Il est un élément particulièrement important dans notre rapport : nous insistons sur le fait qu'en matière de gouvernance, ce n'est pas la composition du conseil d'administration qui compte, mais le Comité national de la biodiversité et ses rapports avec l'Agence française pour la biodiversité – un point sur lequel le projet de loi ne dit rien. Nous avons suggéré que le Comité dispose au moins d'un droit de regard sur les orientations stratégiques de l'Agence, et cette proposition a été reprise par la commission du développement durable du Sénat. Cela nous amène à la question de l'animation de la stratégie nationale pour la biodiversité, qui doit selon nous faire partie des attributions de l'agence.

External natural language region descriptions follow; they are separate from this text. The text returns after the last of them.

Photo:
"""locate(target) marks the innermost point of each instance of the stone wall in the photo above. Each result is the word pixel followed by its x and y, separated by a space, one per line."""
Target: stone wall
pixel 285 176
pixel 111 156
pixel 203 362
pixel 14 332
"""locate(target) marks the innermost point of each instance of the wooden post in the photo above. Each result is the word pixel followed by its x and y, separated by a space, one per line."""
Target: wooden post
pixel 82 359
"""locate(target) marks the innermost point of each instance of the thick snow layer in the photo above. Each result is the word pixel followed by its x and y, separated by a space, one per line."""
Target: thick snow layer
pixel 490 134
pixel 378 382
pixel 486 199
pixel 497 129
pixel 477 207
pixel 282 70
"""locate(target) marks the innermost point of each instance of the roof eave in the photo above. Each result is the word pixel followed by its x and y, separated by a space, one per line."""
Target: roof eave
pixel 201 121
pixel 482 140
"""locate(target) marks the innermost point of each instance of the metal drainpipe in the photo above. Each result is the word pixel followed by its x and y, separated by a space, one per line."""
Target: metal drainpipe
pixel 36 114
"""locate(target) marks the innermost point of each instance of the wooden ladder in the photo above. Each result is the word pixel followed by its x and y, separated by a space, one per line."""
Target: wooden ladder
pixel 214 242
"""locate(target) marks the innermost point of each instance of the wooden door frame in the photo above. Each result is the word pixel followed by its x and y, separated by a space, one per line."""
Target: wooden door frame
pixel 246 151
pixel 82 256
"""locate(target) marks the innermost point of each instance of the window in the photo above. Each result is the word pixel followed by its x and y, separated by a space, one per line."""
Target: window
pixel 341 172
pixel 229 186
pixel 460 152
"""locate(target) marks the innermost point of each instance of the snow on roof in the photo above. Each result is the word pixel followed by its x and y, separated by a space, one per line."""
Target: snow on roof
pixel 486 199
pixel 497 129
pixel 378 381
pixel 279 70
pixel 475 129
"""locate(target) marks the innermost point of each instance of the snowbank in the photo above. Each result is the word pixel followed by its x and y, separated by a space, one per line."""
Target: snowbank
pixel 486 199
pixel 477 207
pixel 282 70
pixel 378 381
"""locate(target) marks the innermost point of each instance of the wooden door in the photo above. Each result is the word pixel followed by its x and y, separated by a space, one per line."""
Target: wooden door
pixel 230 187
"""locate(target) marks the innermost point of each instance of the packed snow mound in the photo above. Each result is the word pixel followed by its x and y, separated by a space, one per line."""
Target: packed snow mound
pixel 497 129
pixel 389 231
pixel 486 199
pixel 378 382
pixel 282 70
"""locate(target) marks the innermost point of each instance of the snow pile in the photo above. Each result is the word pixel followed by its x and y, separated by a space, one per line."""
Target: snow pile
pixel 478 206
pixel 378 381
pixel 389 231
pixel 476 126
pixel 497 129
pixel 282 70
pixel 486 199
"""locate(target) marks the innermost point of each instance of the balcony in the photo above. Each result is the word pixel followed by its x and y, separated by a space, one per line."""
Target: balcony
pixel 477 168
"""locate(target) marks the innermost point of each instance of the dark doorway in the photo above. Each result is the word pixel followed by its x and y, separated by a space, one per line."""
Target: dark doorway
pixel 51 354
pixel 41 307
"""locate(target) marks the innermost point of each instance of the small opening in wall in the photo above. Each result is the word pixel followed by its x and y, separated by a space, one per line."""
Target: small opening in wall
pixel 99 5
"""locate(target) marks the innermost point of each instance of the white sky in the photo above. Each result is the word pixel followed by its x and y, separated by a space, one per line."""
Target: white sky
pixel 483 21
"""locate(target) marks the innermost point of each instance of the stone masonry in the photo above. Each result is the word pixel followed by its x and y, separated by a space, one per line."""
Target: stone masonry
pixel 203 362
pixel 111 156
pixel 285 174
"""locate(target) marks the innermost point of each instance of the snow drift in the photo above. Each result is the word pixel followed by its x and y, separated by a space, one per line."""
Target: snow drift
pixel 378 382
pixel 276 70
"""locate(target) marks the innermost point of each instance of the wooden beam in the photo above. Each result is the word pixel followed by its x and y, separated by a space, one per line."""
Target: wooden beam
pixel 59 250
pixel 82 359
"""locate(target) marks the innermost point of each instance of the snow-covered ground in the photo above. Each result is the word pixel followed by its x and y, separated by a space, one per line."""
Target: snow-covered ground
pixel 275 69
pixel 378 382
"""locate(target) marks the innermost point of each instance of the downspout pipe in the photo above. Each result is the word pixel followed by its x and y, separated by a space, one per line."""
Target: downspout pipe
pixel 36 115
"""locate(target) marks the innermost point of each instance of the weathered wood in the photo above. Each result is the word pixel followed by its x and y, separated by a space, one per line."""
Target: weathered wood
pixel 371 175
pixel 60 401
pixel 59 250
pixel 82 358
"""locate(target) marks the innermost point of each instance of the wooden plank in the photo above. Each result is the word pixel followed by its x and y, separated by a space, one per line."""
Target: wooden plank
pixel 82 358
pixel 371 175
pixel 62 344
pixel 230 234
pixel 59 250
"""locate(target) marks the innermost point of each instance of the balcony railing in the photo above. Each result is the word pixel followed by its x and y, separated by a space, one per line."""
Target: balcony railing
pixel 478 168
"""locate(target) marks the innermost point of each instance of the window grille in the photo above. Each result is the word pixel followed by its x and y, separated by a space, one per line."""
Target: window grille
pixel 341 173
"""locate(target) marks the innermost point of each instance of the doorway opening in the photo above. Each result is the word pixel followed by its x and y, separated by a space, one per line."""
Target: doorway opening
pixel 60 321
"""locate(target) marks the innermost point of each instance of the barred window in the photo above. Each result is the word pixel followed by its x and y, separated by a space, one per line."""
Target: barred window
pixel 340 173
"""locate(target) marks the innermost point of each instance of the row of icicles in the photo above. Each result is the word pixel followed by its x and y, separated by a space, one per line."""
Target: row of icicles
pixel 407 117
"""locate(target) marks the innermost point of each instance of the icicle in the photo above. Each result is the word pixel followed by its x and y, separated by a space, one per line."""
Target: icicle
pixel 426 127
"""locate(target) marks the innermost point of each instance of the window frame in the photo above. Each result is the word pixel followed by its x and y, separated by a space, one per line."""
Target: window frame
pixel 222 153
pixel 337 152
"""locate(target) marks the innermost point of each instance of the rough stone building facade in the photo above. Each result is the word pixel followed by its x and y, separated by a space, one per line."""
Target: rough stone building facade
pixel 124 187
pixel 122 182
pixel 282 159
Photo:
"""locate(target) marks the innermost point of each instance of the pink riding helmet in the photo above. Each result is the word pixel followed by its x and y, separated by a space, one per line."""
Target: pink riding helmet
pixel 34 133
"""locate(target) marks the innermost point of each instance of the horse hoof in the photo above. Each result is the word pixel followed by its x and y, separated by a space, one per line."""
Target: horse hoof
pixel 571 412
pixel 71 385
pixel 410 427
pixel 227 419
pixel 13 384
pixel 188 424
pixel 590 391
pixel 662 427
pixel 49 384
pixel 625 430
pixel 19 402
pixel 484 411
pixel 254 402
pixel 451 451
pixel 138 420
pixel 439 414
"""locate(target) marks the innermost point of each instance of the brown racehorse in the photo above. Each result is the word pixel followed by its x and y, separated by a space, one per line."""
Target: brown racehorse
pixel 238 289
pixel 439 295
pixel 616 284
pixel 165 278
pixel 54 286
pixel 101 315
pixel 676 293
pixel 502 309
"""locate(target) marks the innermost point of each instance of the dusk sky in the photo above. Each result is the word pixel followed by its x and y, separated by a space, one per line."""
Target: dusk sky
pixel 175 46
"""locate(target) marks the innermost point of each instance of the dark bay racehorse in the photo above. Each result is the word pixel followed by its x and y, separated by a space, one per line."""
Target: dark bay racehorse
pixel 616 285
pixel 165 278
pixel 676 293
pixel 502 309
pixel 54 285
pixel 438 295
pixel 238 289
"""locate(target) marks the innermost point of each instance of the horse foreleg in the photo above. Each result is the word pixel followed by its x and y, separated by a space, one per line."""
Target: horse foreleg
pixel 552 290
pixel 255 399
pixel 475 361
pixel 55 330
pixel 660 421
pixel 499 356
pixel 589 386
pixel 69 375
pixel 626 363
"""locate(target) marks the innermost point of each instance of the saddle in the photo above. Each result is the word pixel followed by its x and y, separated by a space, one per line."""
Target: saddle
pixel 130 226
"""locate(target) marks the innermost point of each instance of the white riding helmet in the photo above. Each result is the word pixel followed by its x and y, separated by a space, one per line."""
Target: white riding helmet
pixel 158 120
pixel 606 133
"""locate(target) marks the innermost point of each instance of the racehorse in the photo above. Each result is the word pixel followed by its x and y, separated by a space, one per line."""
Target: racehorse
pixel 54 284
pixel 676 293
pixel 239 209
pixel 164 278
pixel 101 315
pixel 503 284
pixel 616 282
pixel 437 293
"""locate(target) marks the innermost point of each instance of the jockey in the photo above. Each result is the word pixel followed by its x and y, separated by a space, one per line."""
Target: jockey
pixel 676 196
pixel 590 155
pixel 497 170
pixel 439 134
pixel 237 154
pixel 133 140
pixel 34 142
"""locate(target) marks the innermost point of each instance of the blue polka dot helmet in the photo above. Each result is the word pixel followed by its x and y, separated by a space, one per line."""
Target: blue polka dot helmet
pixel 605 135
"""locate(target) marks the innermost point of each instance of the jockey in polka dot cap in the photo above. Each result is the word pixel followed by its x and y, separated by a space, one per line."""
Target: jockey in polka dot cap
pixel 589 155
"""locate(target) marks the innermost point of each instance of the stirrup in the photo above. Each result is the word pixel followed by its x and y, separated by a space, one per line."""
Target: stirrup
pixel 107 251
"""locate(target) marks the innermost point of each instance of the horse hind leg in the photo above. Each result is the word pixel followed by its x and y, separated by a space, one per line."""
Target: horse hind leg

Nous estimons que le conseil d'administration doit, comme son nom l'indique, être constitué de personnes responsables de la gestion de l'établissement. Par ailleurs, l'agence doit comprendre des comités d'orientation et, sur le plan de l'organisation du travail, des unités coopératives associées à d'autres partenaires, ainsi que des réseaux professionnels de gestionnaires et de collectivités ayant vocation à recevoir une aide de la part de l'agence – je pense notamment à la Fédération des conservatoires botaniques. Enfin, l'agence nationale doit fonctionner en lien avec les agences régionales. Cette déclinaison territoriale d'un établissement public de l'État constitue un exemple unique, surtout quand on considère les multiples formes que peut prendre l'agence régionale – d'un EPCE jusqu'à un établissement public de la collectivité en passant par une association – et son partenariat avec la structure centrale – qui peut être réduit à une simple convention.
Cette organisation pose de multiples questions juridiques, et ce n'est pas tant le statut de l'établissement public qui est en cause que la manière de mettre en oeuvre des délégations de mission. Nous avons identifié un certain nombre de sujets sur lesquels des questions restent posées, afin d'y travailler et d'appeler votre attention sur la nécessité d'y apporter des réponses sur le plan législatif. Le simple fait de constituer une équipe commune entre l'AFB et l'ONCSF pose problème : pour que cette équipe puisse être dotée d'un chef commun, nous ne disposons pas en l'état actuel de tous les outils législatifs nécessaires. La question se pose déjà en outre-mer, car il existe des unités mixtes dans tous les départements d'outre-mer où l'ONCSF et l'ONEMA sont présents, et un problème se pose immanquablement quand une responsabilité doit être prise par une autorité hiérarchique : on s'aperçoit alors qu'il y a deux chefs – un dans chaque unité. Nous vous demanderons donc d'apporter des réponses législatives à ces questions lors du prochain examen du texte.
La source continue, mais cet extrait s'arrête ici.